Embora esta modalidade ainda tenha um caminho a percorrer no Brasil, já existem algumas ações no Rio de Janeiro que se destacam, como o programa Vem Ver o Céu, do Instituto Estadual do Ambiente (Inea), única iniciativa governamental a promover o astroturismo no país, além de eventos como o Festival das Estrelas de Santa Maria Madalena e o pioneirismo do Parque Estadual do Desengano, primeiro e ainda único parque de céu escuro no Brasil, certificado em 2021 pela ONG norte-americana International Dark Sky Association.

Outros países já fomentam o astroturismo há algum tempo, como os Estados Unidos, onde a prática se consolidou no início do século XXI, sobretudo pelo papel da Administração Nacional da Aeronáutica e Espaço, a Nasa, na divulgação de descobertas importantes sobre o universo.

Na América Latina, o Chile também se destaca na modalidade, com o deserto do Atacama e as regiões de Antofagasta e Coquimbo, onde estão localizados diversos observatórios profissionais de ponta e onde se tem uma das melhores áreas de observação astronômica do planeta.

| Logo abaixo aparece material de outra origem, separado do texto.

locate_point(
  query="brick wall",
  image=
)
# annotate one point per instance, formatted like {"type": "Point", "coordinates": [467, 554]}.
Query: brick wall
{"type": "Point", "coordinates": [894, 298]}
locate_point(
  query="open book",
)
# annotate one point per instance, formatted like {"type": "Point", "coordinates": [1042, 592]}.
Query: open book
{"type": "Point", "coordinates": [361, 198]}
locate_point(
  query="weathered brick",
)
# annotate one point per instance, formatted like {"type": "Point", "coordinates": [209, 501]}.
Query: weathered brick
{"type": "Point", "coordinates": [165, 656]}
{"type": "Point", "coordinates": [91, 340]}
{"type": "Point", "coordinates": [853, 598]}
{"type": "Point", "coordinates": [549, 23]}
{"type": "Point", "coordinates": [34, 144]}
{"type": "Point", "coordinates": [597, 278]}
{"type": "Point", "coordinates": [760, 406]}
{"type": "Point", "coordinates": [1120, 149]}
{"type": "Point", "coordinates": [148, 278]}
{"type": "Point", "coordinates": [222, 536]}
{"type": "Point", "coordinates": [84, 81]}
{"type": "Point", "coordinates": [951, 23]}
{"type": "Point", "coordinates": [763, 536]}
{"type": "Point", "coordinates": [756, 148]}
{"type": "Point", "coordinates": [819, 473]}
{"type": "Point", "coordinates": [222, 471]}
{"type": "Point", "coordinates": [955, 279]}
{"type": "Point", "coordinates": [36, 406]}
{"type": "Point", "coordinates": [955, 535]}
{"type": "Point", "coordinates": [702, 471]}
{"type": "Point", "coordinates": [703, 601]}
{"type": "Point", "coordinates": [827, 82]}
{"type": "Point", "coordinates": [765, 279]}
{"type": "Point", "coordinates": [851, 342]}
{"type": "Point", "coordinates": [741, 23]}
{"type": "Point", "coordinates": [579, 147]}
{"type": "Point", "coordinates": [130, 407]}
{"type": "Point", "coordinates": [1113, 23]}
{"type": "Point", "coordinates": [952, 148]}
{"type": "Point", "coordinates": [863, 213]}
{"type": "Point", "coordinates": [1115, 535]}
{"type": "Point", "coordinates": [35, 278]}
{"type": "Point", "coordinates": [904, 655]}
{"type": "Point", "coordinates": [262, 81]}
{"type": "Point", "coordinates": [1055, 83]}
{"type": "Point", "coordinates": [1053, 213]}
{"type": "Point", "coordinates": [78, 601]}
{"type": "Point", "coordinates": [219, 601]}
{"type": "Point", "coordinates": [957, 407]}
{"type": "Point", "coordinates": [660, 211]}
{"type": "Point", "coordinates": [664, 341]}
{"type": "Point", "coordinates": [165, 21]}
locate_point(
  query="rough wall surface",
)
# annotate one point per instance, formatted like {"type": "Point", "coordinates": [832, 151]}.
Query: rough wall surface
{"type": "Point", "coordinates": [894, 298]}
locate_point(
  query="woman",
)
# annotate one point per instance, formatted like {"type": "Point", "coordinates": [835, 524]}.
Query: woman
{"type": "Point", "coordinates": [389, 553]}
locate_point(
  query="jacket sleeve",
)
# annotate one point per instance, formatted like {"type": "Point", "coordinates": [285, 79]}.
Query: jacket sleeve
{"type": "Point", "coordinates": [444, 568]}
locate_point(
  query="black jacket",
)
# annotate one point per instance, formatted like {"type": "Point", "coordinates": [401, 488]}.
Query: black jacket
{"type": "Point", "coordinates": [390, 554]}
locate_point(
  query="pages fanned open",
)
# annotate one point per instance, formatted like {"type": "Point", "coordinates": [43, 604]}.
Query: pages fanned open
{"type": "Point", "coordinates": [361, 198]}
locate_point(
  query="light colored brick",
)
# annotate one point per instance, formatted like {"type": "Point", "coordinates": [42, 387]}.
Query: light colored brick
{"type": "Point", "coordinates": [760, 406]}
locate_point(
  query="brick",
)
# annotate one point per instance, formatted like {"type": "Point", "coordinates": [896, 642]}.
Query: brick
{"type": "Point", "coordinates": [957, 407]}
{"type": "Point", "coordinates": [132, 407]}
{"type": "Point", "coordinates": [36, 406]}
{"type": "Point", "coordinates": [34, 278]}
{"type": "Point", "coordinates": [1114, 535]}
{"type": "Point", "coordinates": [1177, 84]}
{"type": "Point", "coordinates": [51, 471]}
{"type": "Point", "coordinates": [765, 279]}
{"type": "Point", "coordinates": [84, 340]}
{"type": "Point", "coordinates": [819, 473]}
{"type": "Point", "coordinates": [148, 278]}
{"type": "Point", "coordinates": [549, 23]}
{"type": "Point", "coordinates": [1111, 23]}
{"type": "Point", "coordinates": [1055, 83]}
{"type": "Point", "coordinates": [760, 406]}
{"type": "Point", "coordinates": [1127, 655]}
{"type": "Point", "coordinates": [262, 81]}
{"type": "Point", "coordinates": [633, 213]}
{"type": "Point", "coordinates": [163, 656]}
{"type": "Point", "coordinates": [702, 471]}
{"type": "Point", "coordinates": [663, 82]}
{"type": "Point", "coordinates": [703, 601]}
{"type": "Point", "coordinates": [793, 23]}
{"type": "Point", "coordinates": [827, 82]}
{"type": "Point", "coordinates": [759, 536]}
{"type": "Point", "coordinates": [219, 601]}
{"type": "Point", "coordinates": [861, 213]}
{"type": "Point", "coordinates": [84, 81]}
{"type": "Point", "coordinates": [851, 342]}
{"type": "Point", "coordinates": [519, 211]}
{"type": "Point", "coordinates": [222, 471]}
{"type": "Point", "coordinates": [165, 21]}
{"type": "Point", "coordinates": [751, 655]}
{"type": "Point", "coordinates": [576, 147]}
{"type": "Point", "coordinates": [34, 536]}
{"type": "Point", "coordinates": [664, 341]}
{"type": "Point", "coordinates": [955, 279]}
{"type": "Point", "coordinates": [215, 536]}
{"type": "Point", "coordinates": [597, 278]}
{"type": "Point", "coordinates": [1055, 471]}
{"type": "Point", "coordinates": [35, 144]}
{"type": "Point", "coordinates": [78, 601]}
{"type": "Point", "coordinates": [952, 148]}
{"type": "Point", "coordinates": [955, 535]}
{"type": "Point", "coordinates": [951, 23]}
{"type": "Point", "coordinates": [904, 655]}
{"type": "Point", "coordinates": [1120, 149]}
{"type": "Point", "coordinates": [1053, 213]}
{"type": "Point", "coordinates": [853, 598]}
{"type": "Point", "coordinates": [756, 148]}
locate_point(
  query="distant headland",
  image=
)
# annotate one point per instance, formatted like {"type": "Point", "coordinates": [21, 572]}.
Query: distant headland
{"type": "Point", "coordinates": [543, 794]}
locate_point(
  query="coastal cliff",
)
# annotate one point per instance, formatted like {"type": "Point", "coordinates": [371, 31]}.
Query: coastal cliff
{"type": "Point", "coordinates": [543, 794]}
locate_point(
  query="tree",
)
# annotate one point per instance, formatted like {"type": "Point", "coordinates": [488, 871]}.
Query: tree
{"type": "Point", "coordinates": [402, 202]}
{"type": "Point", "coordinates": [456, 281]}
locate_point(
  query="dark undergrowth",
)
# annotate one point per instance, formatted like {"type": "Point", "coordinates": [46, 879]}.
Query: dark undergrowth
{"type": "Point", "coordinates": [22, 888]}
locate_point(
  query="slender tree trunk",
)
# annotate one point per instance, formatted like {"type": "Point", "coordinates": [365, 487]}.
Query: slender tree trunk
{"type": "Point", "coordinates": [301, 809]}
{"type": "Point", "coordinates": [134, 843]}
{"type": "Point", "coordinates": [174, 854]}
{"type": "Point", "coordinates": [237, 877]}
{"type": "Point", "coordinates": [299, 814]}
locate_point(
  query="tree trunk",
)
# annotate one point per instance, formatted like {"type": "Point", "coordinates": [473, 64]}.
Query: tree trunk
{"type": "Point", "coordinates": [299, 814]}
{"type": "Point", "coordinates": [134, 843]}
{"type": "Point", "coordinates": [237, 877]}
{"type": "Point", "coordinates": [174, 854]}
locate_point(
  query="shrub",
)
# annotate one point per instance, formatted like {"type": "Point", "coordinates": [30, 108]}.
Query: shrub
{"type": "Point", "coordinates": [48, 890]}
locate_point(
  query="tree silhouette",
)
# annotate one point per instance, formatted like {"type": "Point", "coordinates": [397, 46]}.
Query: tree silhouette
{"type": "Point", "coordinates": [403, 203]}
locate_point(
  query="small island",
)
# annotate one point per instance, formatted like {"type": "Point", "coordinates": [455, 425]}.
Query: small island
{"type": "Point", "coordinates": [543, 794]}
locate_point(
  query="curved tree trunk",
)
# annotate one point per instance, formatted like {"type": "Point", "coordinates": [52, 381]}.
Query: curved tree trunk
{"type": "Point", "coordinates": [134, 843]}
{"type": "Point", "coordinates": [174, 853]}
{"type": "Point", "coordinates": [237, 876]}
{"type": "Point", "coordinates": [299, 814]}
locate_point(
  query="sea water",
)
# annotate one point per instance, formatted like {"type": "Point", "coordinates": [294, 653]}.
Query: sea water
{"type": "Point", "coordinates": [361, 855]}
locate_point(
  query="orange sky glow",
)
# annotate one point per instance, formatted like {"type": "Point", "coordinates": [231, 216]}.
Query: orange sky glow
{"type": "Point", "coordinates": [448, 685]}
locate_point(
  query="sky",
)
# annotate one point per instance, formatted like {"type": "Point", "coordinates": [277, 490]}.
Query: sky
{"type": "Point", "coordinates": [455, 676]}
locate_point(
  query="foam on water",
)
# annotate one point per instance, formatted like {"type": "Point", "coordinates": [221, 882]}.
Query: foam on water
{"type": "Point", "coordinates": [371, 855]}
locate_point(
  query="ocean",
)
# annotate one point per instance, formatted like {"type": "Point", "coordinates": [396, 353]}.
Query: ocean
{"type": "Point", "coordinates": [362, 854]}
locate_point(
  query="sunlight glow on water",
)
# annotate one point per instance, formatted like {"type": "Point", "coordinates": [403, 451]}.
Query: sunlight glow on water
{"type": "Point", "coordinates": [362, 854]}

As agências espaciais internacionais também possuem um papel fundamental para a divulgação científica. Ao noticiarem descobertas e missões espaciais, direcionam os olhares para este vasto e misterioso aglomerado de matéria, aguçando a curiosidade de entusiastas e leigos.

Daniel Mello, astrônomo do Observatório do Valongo da Universidade Federal do Rio de Janeiro e colaborador da agência Astrotrilhas, conta que a veiculação desta atividade espacial nas mídias é cada vez maior.

“Estas descobertas despertam a imaginação e o encanto pelo Universo, especialmente através de belas imagens dos telescópios espaciais, tal como as do James Webb. Estes fatores colaboram para que as pessoas busquem um tipo de experiência que as conecte novamente com as estrelas, a Lua, planetas, galáxias e que queiram compreender melhor os objetivos da Astronomia e de suas descobertas”, explica.

O Telescópio Espacial James Webb (JWST, na sigla em inglês), citado por Daniel, foi lançado ao espaço em 2021 e é um dos principais exemplos de investimento em pesquisa sobre a origem do universo. Através de seu raio infravermelho, este observatório espacial é capaz de identificar constelações jovens e tem como objetivo entender as origens das galáxias, e, consequentemente, o processo de síntese dos planetas.

O JWST tem trazido informações tão valiosas aos cientistas que suscita a hipótese de que a Teoria do Big Bang poderia não ser a melhor para descrever o processo de formação do universo a partir da descoberta de galáxias mais velhas do que a existência do universo como se conhece, com aproximadamente 13,8 bilhões de anos.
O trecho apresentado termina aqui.